On a life-cycle basis, Albertan oil sands (also known as ‘tar sands’) emit more carbon than Brent crude. Analysis suggests Canadian oil sands are between 8-24% higher in carbon intensity than conventional, lighter crudes. Although Canada has set ambitious emission reduction targets, the sector remains a ‘climate outlier’. Many of the world’s largest oil and energy companies have (or had) oil sands in their inventory including BP, Shell, Statoil and Total, however these have come under considerable economic pressure as oil prices declined.
Fossil Fuel Divestment
The concept of a carbon budget and the resulting stranded assets theory has focused investor concerns. Over half of our 2015 client enquiries related to climate change, fossil fuel divestment and fossil fuel free portfolios. We responded by publishing an SRI Expert Brief, looking at Fossil Fuel Divestment.
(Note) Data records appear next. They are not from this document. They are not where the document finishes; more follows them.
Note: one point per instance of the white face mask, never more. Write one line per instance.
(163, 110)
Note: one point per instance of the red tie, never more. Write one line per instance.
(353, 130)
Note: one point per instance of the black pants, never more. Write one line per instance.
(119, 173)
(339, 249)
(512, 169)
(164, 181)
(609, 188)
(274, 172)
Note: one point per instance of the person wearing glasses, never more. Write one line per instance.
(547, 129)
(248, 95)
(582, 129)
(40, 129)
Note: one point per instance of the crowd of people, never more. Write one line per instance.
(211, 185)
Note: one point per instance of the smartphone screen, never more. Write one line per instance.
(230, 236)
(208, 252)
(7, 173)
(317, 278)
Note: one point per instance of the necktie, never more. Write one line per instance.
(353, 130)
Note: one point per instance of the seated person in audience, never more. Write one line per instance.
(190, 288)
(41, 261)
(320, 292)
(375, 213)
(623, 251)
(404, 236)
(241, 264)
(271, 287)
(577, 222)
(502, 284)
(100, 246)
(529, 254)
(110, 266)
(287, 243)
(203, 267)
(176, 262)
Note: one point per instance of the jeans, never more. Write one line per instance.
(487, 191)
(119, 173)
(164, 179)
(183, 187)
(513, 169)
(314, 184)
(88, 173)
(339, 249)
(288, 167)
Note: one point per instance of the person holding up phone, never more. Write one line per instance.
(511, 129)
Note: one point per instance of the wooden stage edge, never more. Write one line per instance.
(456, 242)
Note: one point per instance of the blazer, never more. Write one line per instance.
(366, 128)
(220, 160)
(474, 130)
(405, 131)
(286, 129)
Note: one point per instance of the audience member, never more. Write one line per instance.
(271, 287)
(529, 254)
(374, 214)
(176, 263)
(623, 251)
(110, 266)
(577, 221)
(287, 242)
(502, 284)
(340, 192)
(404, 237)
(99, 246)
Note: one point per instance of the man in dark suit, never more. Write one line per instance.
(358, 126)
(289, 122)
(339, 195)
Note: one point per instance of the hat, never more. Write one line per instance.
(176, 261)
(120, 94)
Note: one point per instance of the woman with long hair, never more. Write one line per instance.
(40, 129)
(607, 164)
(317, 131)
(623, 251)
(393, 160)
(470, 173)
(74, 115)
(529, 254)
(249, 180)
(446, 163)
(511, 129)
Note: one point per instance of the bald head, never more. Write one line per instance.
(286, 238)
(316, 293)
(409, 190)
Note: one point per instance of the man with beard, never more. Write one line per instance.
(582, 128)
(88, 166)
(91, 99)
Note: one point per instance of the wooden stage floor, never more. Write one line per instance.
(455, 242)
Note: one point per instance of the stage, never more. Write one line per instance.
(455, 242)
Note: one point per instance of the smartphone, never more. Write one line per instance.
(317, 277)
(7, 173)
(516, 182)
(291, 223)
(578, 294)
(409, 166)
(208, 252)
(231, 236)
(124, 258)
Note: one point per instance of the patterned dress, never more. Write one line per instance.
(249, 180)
The campaign has attracted strong support among colleges and church groups as well as, for instance, the Guardian’s ‘Keep it in the Ground’ Campaign. Whilst at a simplistic level divestment from coal and oil reserves redirects capital away from hydrocarbon production, it leaves open to question significant contributors to climate change outside of these core sectors e.g. airlines, car manufacturers, power generation, steel making and chemicals.
Nevertheless we do view embedded carbon as an inherent and material risk to portfolios and the final part of this Insight will look at how we have approached the subject and the course of action taken.
We note too, the concerns clients rightly have about climate change and the potential responsibilities of Trustees for instance to ensure climate risk is taken into account. This view was supported by a ground-breaking legal opinion in 2016 that concluded that investment in climate intensive assets is likely to be irreconcilable for environmental, health and poverty related charities, and potentially incompatible for others where the consequences of climate change may lead to the erosion or ‘stranding’ of assets over time.
Climate and Investment
2016 was the first year in human history that atmospheric carbon exceeded 400ppm for every month of the year. 2013 was the last year in which carbon was measured at below 400ppm for the entire year.
The average concentration of atmospheric carbon has risen from 316ppm in 1959, the first complete year of measurement and overall represents a 40% increase since pre-industrial times when the average concentration was assessed as 280ppm (1750-1850).
The impact of warming can already be seen in rising sea levels, the contraction of Arctic sea ice (13% reduction since the 1970s), the increasing prevalence of extreme weather events and ocean acidity affecting marine ecology. All current scenarios are modelled to keep atmospheric carbon below 450ppm (two degrees), the level at which ‘catastrophic climate change’ is widely believed to be irreversible. Global average temperatures are already 1.460C above pre-industrial averages.